Hip measurement is the best predictor of hip fractures, and usually predicts fractures at other skeletal sites as well.1

As for the experts’ opinions, the NOF recommends measuring the hip, AACE suggests the spine and proximal femur, and NAMS recommends the total hip, femoral neck, or spine.1,14-16

In my practice, when DXA is used, I prefer to measure the spine and femoral neck at a minimum. If there is a spinal deformity or another confounder, I obtain a forearm measurement.

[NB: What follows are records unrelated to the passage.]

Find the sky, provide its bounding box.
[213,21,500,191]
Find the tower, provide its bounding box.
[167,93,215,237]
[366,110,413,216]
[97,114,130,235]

PITFALL #6Relying on bone density measurement alone

Although T and Z scores offer insight about a woman’s bone density, they are not definitive measures of the fracture risk. For example, even when a 50-year-old woman and a 75-year-old woman have the same BMD, the older woman is far more likely to experience an osteoporotic fracture.17 The greater propensity for falls among the elderly may partially explain this difference, but does not account for all of it. Obviously, there are other markers of risk besides BMD.

The take-home message is that, when estimating fracture risk, don’t rely on bone densitometry alone. Rather, combine it with a thorough assessment of the patient’s history and risk factors.

Nevertheless, bone-densitometry measurements are vital. They can establish a baseline of bone density that is helpful for monitoring progress with therapy.

If a patient with a low-trauma fracture is found to have normal bone density, some other cause of the bone deterioration must be sought.

Clinical recommendations

TABLE 2 lists risk factors for postmenopausal osteoporosis. If a woman under 65 years presents with any of these factors, screening should be considered.10

TABLE 3 lists the screening guidelines of ACOG, NAMS, and other organizations.

Appropriate screening is an important tool that must be customized to the patient. In my practice, I discuss the risks and benefits of each option with the patient and we decide together whether screening should be performed.

As a gynecologist, I am most familiar with the ACOG and NAMS screening guidelines. However, I consider it important to be familiar with all the major recommendations, since other physicians who also care for our patients may be using these other guidelines.

Dr. Chervenak reports that she serves on the speaker’s bureau for Berlex, Pfizer, and Wyeth, on the advisory boards of Berlex and Pfizer, and has received grant support from Albert Einstein College of Medicine, American College of Obstetricians and Gynecologists, Berlex, Pfizer, and Solvay.